Monday, September 21, 2020

And it's hard to get more boring than charcoal

Sometimes it feels like the more practical and promising an approach to addressing global warming is, the less interest it generates. Personally, for this and most other urgent problems, I'm pretty much only interested in boring solutions based on existing technology.

I'm not sure if there's a way to scale this to address our twin crises of  too much fuel in our forests and too much carbon in our atmosphere, but it's an intriguing thought.

From Wikipedia:

 The burning and natural decomposition of biomass releases large amounts of carbon dioxide and methane to the Earth's atmosphere.

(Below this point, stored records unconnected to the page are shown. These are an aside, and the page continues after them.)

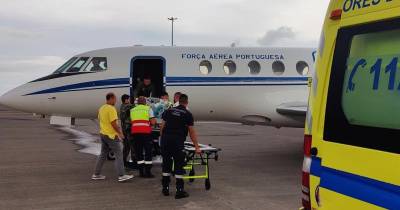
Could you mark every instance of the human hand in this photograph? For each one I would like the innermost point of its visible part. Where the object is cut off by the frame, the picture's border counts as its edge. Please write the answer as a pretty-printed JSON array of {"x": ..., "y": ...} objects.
[
  {"x": 121, "y": 136},
  {"x": 198, "y": 150}
]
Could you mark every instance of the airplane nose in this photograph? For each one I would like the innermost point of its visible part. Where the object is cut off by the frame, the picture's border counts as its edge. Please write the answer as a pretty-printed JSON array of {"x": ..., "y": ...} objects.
[{"x": 10, "y": 99}]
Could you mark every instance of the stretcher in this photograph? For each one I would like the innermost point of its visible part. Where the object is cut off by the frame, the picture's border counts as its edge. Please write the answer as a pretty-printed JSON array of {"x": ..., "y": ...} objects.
[{"x": 201, "y": 160}]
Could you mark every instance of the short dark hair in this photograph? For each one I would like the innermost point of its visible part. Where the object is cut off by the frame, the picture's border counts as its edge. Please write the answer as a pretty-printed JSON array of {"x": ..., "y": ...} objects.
[
  {"x": 142, "y": 100},
  {"x": 183, "y": 99},
  {"x": 110, "y": 96},
  {"x": 124, "y": 98},
  {"x": 164, "y": 93}
]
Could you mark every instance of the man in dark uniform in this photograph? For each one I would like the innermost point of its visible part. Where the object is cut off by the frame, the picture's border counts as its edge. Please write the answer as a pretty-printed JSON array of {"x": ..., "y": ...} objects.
[
  {"x": 177, "y": 122},
  {"x": 124, "y": 115}
]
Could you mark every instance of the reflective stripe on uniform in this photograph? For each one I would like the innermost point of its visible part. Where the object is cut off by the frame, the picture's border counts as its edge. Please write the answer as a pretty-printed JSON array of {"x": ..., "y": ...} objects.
[{"x": 140, "y": 120}]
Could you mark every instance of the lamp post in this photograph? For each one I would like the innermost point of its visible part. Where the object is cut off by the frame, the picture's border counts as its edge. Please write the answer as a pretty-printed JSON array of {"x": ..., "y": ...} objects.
[{"x": 172, "y": 19}]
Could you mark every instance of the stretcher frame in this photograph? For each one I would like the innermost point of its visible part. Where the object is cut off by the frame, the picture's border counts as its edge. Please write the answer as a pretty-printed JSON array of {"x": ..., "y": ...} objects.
[{"x": 199, "y": 160}]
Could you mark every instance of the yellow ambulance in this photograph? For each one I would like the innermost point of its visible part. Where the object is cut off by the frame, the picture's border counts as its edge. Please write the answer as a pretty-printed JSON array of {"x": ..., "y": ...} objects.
[{"x": 352, "y": 134}]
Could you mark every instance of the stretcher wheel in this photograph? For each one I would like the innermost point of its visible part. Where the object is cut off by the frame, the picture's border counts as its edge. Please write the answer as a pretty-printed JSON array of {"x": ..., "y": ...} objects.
[
  {"x": 207, "y": 184},
  {"x": 110, "y": 156},
  {"x": 191, "y": 173}
]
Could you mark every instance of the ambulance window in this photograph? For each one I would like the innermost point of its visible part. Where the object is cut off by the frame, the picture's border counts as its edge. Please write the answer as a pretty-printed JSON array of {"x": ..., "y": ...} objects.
[
  {"x": 205, "y": 67},
  {"x": 364, "y": 88},
  {"x": 254, "y": 67},
  {"x": 302, "y": 68},
  {"x": 77, "y": 65},
  {"x": 278, "y": 67},
  {"x": 65, "y": 65},
  {"x": 97, "y": 64},
  {"x": 229, "y": 67}
]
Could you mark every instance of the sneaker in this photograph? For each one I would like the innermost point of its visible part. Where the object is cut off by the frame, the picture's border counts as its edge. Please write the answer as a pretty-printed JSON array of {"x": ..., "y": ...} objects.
[
  {"x": 181, "y": 194},
  {"x": 98, "y": 177},
  {"x": 125, "y": 178}
]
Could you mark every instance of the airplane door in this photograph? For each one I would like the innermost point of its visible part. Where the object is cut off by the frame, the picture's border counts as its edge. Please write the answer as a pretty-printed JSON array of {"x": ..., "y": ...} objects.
[{"x": 148, "y": 66}]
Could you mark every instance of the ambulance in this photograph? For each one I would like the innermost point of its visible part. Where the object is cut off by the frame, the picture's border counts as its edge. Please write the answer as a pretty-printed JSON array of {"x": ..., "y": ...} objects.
[{"x": 352, "y": 132}]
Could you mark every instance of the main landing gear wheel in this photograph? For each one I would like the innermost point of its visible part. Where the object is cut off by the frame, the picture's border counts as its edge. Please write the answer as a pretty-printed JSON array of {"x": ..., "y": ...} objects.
[{"x": 110, "y": 156}]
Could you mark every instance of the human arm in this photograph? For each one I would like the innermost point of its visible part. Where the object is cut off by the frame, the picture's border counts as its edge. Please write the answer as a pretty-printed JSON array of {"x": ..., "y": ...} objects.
[
  {"x": 162, "y": 125},
  {"x": 117, "y": 129}
]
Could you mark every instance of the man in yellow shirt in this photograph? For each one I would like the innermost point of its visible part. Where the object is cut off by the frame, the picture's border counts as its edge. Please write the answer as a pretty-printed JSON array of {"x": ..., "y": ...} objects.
[{"x": 111, "y": 140}]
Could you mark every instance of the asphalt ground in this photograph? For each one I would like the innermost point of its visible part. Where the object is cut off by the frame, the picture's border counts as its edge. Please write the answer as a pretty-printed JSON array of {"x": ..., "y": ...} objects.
[{"x": 41, "y": 168}]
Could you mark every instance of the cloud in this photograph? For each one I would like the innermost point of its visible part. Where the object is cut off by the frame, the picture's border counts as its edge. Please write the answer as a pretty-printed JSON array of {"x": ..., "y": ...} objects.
[
  {"x": 16, "y": 33},
  {"x": 274, "y": 36},
  {"x": 37, "y": 36},
  {"x": 16, "y": 71}
]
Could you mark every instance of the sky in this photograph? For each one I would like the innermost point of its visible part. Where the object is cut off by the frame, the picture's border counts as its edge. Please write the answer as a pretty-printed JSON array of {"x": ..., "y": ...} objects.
[{"x": 36, "y": 36}]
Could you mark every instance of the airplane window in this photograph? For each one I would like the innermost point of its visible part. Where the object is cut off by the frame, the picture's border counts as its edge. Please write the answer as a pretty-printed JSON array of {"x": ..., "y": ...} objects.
[
  {"x": 254, "y": 67},
  {"x": 97, "y": 64},
  {"x": 302, "y": 68},
  {"x": 229, "y": 67},
  {"x": 278, "y": 67},
  {"x": 77, "y": 65},
  {"x": 205, "y": 67},
  {"x": 65, "y": 65}
]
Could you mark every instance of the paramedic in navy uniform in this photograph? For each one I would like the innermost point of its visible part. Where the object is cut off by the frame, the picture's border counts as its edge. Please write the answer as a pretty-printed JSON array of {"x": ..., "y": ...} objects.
[{"x": 177, "y": 123}]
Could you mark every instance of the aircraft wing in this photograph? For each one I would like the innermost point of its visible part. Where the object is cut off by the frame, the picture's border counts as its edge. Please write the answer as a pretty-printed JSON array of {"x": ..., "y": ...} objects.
[{"x": 293, "y": 108}]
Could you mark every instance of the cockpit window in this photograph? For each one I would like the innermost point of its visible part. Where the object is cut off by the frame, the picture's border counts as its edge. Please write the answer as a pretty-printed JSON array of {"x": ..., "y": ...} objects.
[
  {"x": 96, "y": 64},
  {"x": 65, "y": 65},
  {"x": 76, "y": 67}
]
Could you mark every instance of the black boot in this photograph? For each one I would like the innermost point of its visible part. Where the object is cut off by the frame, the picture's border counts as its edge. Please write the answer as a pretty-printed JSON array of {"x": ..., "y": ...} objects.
[
  {"x": 141, "y": 170},
  {"x": 180, "y": 191},
  {"x": 148, "y": 173},
  {"x": 165, "y": 183}
]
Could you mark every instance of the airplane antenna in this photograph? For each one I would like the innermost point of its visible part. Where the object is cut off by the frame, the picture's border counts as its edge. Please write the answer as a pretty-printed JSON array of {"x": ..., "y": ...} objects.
[{"x": 172, "y": 19}]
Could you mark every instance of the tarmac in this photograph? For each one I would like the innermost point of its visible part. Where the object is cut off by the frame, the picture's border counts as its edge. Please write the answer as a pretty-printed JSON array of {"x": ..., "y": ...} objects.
[{"x": 41, "y": 168}]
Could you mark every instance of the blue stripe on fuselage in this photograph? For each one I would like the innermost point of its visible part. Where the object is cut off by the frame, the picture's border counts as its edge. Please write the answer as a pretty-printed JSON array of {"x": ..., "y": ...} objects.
[{"x": 181, "y": 81}]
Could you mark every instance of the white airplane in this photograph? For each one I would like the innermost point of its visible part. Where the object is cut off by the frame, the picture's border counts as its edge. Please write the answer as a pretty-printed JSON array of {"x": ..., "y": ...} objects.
[{"x": 264, "y": 86}]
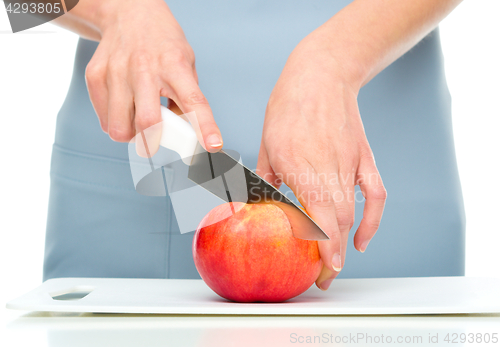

The biochar production process also releases CO2 (up to 50% of the biomass); however the remaining carbon content is stable indefinitely. Biochar presents a stable way of carbon storage in the ground for centuries, potentially reducing or stalling the growth in atmospheric greenhouse gas levels. Simultaneously, its presence in the earth can improve water quality, increase soil fertility, raise agricultural productivity, and reduce pressure on old-growth forests.

Biochar can sequester carbon in the soil for hundreds to thousands of years, like coal. Such a carbon-negative technology would lead to a net withdrawal of CO2 from the atmosphere, while producing consumable energy. This technique is advocated by prominent scientists such as James Hansen, head of the NASA Goddard Institute for Space Studies, and James Lovelock, creator of the Gaia hypothesis, for mitigation of global warming by greenhouse gas remediation.